Corriere del Veneto (Treviso e Belluno)
«Donadio dava protezione alle ditte edili Così zero furti»
Il «pizzo», quello no, non l’ha mai chiesto. Ma Luciano Donadio, il presunto boss del clan dei casalesi di Eraclea, offriva «protezione» alle imprese edili che venivano a lavorare nel suo territorio («fino a Caorle e Jesolo»). «Il suo obiettivo era accaparrarsi il cliente o usare l’imprenditore per avere fatture inesistenti su cui guadagnare l’Iva - ha spiegato ieri in aula bunker il sandonatese Christian Sgnaolin, per oltre 15 anni suo braccio destro, nel maxi processo in corso - La protezione consisteva nel fatto che nei loro cantieri non veniva rubato nulla, si potevano lasciare anche le chiavi attaccate ai camion. E poi le imprese “protette” prendevano i soldi agli stati di avanzamento lavori».
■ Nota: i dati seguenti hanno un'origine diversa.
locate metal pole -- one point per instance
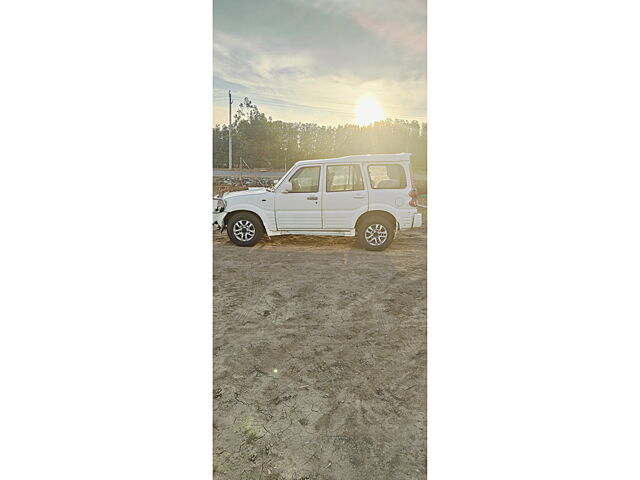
(230, 154)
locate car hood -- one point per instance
(251, 191)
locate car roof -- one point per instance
(372, 157)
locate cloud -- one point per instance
(315, 67)
(395, 30)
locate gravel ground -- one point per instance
(320, 359)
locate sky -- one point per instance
(328, 62)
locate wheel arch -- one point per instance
(371, 213)
(230, 214)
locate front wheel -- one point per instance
(376, 233)
(244, 229)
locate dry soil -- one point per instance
(320, 359)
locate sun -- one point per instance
(368, 111)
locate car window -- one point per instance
(306, 180)
(387, 176)
(344, 178)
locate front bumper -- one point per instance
(218, 219)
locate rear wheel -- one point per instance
(244, 229)
(376, 233)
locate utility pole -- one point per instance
(230, 154)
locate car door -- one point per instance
(344, 198)
(300, 208)
(389, 186)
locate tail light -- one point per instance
(413, 193)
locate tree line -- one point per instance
(261, 142)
L’esame di Sgnaolin si è concluso dopo quattro lunghe udienze. L’uomo, che si è pentito ma non ha ancora formalmente chiesto di accedere a un programma di protezione, ha raccontato di come «molte persone ci avevano riferito che eravamo sotto indagine» e dei «trucchi» di Donadio per evitare di essere ascoltato. «Usava un cellulare che chiamava il “muletto”, uno di quelli da 29 euro che non aveva internet, e quando lo chiamavo dicevo una frase in codice e allora mi chiamava da quel numero - ha detto - Si era fatto bonificare l’ufficio due volte e una anche la macchina. In ufficio teneva la radio alta e ha anche cercato di prendere un dispositivo anti-intercettazioni, ma alla fine non l’ha trovato». Sgnaolin ha ribadito di non essersi mai sentito un «casalese a Eraclea». «Invece a Donadio piaceva essere il boss - ha proseguito - usava una mentalità criminale vecchio stampo». Ma ha anche rivelato che se nei primi anni Duemila il gruppo mandava soldi a Casal di Principe, con la crisi del 2006-2007 smise di farlo e allora venne mandato al Nord Raffaele Buonanno. «Disse che era salito per capire che cosa faceva Donadio, perché i soldi non tornavano più a casa». (a. zo.)